WASHINGTON - House Democratic Whip Steny H. Hoyer (MD), who represents southern Maryland, on Friday commented on Human Rights Day and the findings by the bipartisan Ethics Committee in the matter related to former Representative Mark Foley.
In regards to Human Rights Day, which will be observed on Sunday, December 10, Hoyer said:
"On December 10, 1948, the Universal Declaration of Human Rights was adopted by the United Nations General Assembly, and the world collectively pledged to protect and honor the rights of men, women, and children around the globe. The Declaration states that 'recognition of the inherent dignity and of the equal and inalienable rights of all members of the human family is the foundation of freedom, justice and peace in the world.'
"This year's observation of Human Rights Day will focus on a specific kind of dignity - the dignity that comes from being safe from poverty. As one of the world's most eloquent and admired human rights defenders, Dr. Martin Luther King, Jr., said: 'The curse of poverty has no justification in our age.'
"Dr. King was absolutely right: Poverty has no place in the 21st Century. Poverty is inextricably linked with disease, conflict, and despair, which are tragically prevalent in the lives of far too many people around the world. Poverty and hopelessness also lead to instability and global unrest. Throughout our history, the United States has been a bastion and beacon of human rights, and as we mark this year's Human Rights Day, we must renew our commitment to fight poverty and stand up for human rights around the world."

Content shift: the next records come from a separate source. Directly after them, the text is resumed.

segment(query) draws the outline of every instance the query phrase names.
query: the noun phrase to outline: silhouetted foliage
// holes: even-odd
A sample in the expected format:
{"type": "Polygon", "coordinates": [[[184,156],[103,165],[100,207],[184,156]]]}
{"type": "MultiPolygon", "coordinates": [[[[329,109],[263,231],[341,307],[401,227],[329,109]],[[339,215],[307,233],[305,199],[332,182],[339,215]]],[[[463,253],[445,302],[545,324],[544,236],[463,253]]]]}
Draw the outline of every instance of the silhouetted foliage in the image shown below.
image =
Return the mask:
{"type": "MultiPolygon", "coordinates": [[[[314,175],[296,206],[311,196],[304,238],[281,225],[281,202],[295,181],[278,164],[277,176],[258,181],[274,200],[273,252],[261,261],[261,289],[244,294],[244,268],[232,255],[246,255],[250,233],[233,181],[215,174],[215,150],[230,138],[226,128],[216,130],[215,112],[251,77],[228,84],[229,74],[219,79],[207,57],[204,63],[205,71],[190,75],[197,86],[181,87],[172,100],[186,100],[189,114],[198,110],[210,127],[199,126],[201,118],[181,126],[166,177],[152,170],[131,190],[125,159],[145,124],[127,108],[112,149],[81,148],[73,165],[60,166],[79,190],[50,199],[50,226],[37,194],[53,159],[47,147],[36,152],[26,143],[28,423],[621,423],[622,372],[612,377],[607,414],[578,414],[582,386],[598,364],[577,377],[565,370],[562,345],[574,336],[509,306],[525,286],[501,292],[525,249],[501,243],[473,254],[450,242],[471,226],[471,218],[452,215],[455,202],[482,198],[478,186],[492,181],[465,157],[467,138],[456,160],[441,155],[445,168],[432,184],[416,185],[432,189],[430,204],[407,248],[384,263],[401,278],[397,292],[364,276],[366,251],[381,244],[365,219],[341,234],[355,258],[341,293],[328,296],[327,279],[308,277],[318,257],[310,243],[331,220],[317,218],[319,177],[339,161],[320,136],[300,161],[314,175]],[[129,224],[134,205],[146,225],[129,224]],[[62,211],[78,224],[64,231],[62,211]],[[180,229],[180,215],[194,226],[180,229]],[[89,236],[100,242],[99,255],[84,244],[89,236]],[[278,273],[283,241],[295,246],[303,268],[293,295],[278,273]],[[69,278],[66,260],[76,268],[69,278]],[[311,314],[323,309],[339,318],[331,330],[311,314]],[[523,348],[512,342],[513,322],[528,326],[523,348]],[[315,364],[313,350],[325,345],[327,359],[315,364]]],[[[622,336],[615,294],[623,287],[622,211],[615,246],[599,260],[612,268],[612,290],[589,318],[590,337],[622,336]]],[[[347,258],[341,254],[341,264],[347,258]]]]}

Hoyer also chastised the Ethics Committee who was investigating the sexual misconduct of former Republican Representative Mark Foley in regards to male teenage Congressional Pages. Although the report found that fellow Republican lawmakers knew about Foley's "interactions with pages or other young male staff members" as far back as 1995 and chose to do nothing about it, the committee recommended no punishments. Since the report was released on the last day of the Congress, no reform of the page program can be undertaken until the new Congress convenes in 2007.
Hoyer had this to say:
I appreciate and respect the hard work and judgment of the bipartisan Ethics Committee in the matter related to former Representative Mark Foley. The Members, officers and staff who work in this institution have an absolute duty to ensure the safety and well-being of the youths who come here from around the country to participate in the House Page Program.
It is regrettable that the Ethics Committee did not fulfill its responsibilities with the same level of vigilance throughout this 109th Congress.
In the new Democratically-controlled Congress, which convenes in January, we will and we must restore vitality to our ethics process and ensure public confidence in this institution.